A compositional tip: in avatars, the eyes should sit just above the center of the disc, and the head needs some breathing room around it, because many platforms trim the edge a little further. If you want the disc to stand out on light backgrounds, finish it with a thin frame using the tool to add a border to photos.

Why the downloaded file is a PNG

The corners “removed” by the curvature aren't filled with white: they become transparent pixels, and preserving that information requires a format with an alpha channel. JPG doesn't have one — any transparency would be flattened onto a solid color — so this tool always exports to PNG, which saves the curve losslessly and with clean edges. The practical differences between the formats are explained in the guide to JPG, PNG and WebP.
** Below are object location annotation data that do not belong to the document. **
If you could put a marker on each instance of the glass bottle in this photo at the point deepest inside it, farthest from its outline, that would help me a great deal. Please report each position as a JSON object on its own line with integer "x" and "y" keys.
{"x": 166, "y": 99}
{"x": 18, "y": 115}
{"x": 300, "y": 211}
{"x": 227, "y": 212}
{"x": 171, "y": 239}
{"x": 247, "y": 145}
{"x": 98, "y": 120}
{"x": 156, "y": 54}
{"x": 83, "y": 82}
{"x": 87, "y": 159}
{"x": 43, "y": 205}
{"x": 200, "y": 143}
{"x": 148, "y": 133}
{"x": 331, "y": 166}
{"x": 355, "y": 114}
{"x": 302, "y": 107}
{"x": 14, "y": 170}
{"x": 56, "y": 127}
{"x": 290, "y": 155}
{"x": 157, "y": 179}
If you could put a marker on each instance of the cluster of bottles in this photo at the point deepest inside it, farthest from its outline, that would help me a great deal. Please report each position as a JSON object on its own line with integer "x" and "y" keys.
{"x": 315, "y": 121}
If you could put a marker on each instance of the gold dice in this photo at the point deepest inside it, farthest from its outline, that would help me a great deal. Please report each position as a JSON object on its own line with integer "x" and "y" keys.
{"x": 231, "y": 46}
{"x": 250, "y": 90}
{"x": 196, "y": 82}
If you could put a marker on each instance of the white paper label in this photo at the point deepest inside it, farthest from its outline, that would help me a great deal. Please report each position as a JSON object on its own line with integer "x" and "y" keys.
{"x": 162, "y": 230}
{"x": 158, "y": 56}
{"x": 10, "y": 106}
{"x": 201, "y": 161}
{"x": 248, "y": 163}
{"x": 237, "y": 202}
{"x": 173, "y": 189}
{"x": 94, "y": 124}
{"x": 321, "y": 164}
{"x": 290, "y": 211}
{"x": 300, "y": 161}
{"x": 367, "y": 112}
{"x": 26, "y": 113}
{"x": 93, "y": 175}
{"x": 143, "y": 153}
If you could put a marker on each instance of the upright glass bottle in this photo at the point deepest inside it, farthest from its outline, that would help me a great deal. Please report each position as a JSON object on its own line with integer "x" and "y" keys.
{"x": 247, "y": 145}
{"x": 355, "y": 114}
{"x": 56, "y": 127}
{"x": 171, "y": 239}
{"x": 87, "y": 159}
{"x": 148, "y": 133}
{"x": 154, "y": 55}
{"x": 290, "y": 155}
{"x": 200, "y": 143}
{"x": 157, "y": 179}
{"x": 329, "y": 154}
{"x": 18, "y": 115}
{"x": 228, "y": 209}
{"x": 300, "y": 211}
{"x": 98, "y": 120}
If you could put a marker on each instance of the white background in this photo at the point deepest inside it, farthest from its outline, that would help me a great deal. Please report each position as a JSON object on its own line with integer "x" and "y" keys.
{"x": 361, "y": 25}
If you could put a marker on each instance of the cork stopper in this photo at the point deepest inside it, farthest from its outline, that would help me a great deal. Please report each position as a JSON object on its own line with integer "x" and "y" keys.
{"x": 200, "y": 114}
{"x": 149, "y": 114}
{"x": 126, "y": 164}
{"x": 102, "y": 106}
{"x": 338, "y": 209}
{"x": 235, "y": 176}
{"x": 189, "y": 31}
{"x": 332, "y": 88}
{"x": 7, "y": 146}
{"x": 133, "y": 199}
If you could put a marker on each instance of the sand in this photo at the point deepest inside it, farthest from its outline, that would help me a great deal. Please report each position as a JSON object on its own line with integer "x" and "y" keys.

Technically, the browser draws your image on the Canvas inside a mask with curved corners: whatever falls outside the mask simply doesn't exist in the final file. Processing is one hundred percent local — the photo never leaves your device — and the downloaded PNG carries no watermark, ready for slides, websites and signatures.

Which radius to choose: values that work

The radius is expressed as a percentage, so the curvature stays proportional on a thumbnail and on a large image alike. A few road-tested settings: for screenshots headed for documentation or presentations, discreet values between 8 and 15% are plenty — they soften without drawing attention. Cards for websites and social media work well between 20 and 35%, while from 50% upward the image veers toward a “pill” shape, suited to labels and graphic buttons. On a square base, 100% is effectively a circle.

Two mistakes to avoid: applying the curvature to an image that will later be shrunk a lot (better to bring it to its final size first, so the radius you see is the radius you get), and using different radii on images that will appear side by side — the inconsistency catches the eye more than any other flaw.

Features

ExportPNG with transparency
Radius0–100%, live preview
CircleYes, with one tick
WatermarkNone
AccountNot required

Lightning tip

For a flawless avatar: 1:1 crop → “Circle crop” → download the PNG. Three steps, no software to install.

Frequently asked questions

How do I get a truly perfect circle?
Tick the “Circle crop” box starting from a square image: that way the inscribed circle uses all the available surface. If the photo is rectangular, the disc is taken from the central area and you'll lose a bigger slice of the image on the long side.
Why does the tool export only PNG and not JPG?
Because JPG doesn't support transparency: the curved corners would be filled with a solid color, defeating the effect. PNG preserves the alpha channel losslessly. If for some reason you still need a JPG, you can convert the PNG to JPG, knowing the transparent areas will become a uniform background.
Will the transparency display correctly on websites, slides and chat apps?
Yes: PNG with an alpha channel is supported by browsers, PowerPoint, Google Slides, document editors and messaging apps. WebP also handles transparency with lighter files — you can get one by running the result through the tool to convert to WebP — but for maximum compatibility PNG remains the safe choice.
What radius percentage should I use?
It depends on the destination: 8–15% for screenshots and editorial images, 20–35% for cards and social posts, above 50% for pill effects. The default of 25% is a balanced compromise. Being a percentage, the curvature stays proportional at any image resolution.
Can I round only two corners, for example the top ones?
No, the slider applies the same radius to all four corners: it's the choice that covers nearly every real-world case. For asymmetric curvature you'd need a full graphics editor; here the priority is getting a uniform, clean result in a few seconds.